Qui utilise le Desserto aujourd’hui
Le Desserto a convaincu à la fois l’industrie de la mode et le secteur automobile. La liste des marques qui l’ont adopté donne une idée de sa crédibilité technique.
Dans la mode
Adidas a sorti une gamme de gants de boxe en Desserto et plusieurs baskets en collaboration. H&M l’a intégré dans sa ligne Conscious. Fossil l’utilise pour des sacs et accessoires. Balenciaga, Givenchy et certaines maisons de Kering (Gucci, Saint Laurent) l’ont testé sur des pièces capsules. Côté marques indépendantes françaises, MAES Paris et Maison Maes confectionnent des sacs en Desserto dans leurs ateliers de maroquinerie.
Au-delà de la mode
BMW et Mercedes-Benz ont utilisé le Desserto pour l’habillage intérieur de véhicules concept, notamment la Mercedes VISION EQXX (berline électrique). Puma, Hugo Boss et plusieurs marques de mobilier l’ont également intégré à leurs collections.
Desserto, pinatex, cuir de pomme : les différences
Le Desserto est souvent comparé à d’autres matières végétales. Voici les écarts qu’il faut connaître pour ne pas les confondre.
- Desserto (cactus) : base cactus Nopal + bio-PU. 65 % biosourcé. Plutôt ferme, très résistant. Importé du Mexique.
- Pinatex (ananas) : base fibres de feuilles d’ananas (co-produit agricole des Philippines) + résine PLA + PU pour la finition. Plus texturé, d’aspect feutré. Adapté aux chaussures et à la maroquinerie légère.
- Cuir de pomme : base déchets de pomme (Tyrol italien) + PU. Finition proche du cuir PU classique, plus souple que le Desserto.

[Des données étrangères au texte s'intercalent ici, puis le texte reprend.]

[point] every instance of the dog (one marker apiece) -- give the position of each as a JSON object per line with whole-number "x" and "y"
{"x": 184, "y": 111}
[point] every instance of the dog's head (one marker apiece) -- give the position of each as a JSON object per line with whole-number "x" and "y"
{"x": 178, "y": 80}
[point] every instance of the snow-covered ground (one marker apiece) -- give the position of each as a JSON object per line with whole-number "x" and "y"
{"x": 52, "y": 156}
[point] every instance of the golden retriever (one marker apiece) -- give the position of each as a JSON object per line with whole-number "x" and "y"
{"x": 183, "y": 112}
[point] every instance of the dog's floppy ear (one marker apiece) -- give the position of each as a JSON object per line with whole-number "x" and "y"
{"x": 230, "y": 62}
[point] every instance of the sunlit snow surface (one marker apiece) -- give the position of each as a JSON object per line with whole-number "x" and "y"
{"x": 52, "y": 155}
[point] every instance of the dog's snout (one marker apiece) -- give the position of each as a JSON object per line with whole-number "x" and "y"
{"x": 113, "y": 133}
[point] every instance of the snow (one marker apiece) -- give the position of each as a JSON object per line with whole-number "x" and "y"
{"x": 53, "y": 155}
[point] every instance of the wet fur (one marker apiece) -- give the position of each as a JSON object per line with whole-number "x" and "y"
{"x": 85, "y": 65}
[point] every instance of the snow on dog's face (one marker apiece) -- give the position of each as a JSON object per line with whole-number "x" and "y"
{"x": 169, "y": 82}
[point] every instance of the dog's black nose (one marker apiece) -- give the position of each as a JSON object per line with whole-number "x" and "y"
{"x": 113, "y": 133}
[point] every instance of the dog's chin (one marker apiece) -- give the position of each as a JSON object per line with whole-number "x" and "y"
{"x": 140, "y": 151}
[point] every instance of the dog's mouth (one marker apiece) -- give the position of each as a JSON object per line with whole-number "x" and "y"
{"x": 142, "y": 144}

- Cuir de champignon (Mylo, Reishi) : base mycélium cultivé en laboratoire. Aucun liant synthétique dans certaines versions. La matière la plus prometteuse en termes de biodégradabilité pure, mais encore rare et coûteuse.
Aucune de ces matières n’est parfaite. Chacune fait un compromis différent entre biodégradabilité, résistance, coût et disponibilité.
Comment entretenir un produit en Desserto
Le Desserto s’entretient plus simplement que le cuir animal. Pas d’imperméabilisation annuelle, pas de nourrissage à la cire, pas de craquelures dues au dessèchement. En revanche, comme tout similicuir, il peut se rayer et il déteste les solvants agressifs.
- Nettoyage courant : chiffon microfibre légèrement humide. Savon doux (type savon de Marseille dilué) si taches.
- À éviter : acétone, alcool à 90°, produits ménagers, cirages traditionnels.
- Stockage : à l’abri de la lumière directe et des sources de chaleur. Éviter les housses en plastique (condensation).
- Réparation : la plupart des cordonniers qui travaillent le simili peuvent intervenir sur un produit Desserto. Vérifier avant de confier la pièce.
Pour aller plus loin sur le vieillissement des matières vegan, cet article sur la façon dont le cuir vegan vieillit détaille les points à surveiller selon la matière et l’usage que vous en faites.
Si vous cherchez un sac ou un accessoire en Desserto, les collections de MAES Paris et de Maison Maes sont les plus accessibles en France à l’heure actuelle, avec une fabrication artisanale française. Pour une basket, orientez-vous vers les éditions limitées d’Adidas ou vers des marques spécialisées qui communiquent clairement sur la matière utilisée – le mot « cactus » seul ne garantit pas qu’il s’agit de Desserto.